The only other league victory was against London, while the 1-6 to 0-7 defeat to Waterford in the Munster Championship was the nadir — it was the Deise’s first win in the championship in 19 years.

20 May 2007; Clare manager Paudie O'Shea leaves the field after the final against Waterford. Bank of Ireland Munster Senior Football Championship Quarter-Final, Waterford v Clare, Fraher Field, Dungarvan, Co. Waterford. Picture credit: Matt Browne / SPORTSFILE

“It didn’t help that there was no back door that year,” said McDonagh, “because maybe then we might have lifted it, but the Tommy Murphy Cup didn’t do it for Páidí. Anyway, Clare had won it in 2004, and the Tommy Murphy Cup wasn’t going to do it for Clare.”

That’s why when Antrim turned them over in the semi-final, you knew Páidí was walking the line for the last time.

Páidí Ó Sé on his final match in intercounty management v Antrim. Photo by Joe O Muircheartaigh

“I believe that you need somebody from within the county at the moment,” he said as he departed Clare after just eight months.

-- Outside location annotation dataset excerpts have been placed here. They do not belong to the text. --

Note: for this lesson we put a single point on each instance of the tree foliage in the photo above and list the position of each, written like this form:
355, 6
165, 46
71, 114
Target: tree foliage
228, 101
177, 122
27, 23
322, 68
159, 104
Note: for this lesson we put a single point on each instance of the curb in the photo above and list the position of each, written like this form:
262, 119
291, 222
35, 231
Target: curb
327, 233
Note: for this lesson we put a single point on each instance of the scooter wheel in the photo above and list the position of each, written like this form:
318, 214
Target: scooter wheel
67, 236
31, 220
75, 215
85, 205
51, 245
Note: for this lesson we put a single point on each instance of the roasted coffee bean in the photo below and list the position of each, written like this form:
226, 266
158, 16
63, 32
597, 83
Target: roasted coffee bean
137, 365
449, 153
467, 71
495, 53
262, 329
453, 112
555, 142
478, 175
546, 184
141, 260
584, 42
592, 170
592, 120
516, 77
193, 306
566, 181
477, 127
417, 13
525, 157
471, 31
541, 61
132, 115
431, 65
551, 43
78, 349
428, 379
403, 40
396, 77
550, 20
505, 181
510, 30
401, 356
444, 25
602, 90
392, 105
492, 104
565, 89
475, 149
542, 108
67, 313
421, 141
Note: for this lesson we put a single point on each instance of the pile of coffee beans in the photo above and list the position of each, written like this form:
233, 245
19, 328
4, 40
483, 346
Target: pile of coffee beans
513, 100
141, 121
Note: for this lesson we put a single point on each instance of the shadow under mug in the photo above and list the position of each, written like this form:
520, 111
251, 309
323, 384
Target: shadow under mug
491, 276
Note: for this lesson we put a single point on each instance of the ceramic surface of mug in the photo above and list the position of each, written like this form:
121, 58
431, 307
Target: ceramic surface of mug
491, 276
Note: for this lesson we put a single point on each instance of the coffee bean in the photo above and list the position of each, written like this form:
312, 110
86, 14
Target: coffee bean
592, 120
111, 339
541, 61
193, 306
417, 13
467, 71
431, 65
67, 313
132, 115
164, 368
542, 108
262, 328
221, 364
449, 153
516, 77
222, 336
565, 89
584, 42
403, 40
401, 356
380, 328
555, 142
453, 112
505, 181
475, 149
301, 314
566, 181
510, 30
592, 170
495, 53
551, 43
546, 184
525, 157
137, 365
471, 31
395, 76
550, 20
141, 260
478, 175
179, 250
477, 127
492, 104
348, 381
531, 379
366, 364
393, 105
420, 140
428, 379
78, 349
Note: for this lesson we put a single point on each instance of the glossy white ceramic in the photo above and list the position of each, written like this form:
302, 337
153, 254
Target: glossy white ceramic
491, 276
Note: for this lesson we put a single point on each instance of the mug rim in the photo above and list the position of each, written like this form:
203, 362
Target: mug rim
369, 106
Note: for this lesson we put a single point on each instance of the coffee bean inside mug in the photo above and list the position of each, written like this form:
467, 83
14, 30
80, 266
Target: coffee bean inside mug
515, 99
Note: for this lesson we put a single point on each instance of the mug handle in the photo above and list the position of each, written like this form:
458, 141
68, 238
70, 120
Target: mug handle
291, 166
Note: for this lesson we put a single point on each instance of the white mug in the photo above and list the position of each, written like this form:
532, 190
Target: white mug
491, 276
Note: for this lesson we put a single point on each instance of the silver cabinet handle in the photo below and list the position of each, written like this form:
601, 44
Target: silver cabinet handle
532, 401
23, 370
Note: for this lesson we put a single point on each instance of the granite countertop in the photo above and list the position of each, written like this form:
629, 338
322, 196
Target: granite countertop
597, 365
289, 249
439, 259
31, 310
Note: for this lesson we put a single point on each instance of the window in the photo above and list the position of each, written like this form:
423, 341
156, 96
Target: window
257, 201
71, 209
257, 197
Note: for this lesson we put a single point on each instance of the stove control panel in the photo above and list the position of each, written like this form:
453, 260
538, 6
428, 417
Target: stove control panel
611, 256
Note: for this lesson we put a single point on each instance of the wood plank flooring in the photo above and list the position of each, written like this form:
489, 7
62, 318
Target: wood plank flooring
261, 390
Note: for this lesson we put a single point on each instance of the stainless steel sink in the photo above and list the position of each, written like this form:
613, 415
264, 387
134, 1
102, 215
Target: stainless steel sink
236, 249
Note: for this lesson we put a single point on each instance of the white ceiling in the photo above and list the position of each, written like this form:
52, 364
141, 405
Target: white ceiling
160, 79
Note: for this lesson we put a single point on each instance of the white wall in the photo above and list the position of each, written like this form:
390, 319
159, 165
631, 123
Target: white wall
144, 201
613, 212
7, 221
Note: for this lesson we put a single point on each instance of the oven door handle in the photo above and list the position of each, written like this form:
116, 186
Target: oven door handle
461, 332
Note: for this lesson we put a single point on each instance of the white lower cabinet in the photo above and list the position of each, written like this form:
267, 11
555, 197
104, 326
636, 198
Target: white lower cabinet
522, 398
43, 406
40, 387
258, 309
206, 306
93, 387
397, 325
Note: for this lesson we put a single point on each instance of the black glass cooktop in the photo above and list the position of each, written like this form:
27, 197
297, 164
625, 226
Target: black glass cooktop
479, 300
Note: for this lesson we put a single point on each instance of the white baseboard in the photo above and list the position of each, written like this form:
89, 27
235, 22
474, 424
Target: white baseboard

It had come to this after all the hope that floated from that rendezvous with Páidí in Ard an Bhóthair.

Hope that even prompted an anonymous letter to the offices of The Clare People newspaper with the following football prayer:

“Our Páidí who art from Ventry, hallowed be thy name, thy Banner come, thy will be done, in Clare as it is in Kerry. Give us this day our Munster Cup, and forgive our doubters, as we forgive those who lose against us, and lead us not into temptation, but deliver us Sam. Amen.”

A prayer that went unanswered!

Not that this footnote was ever going to take from everything that had gone before in Páidí's larger-than-life football story.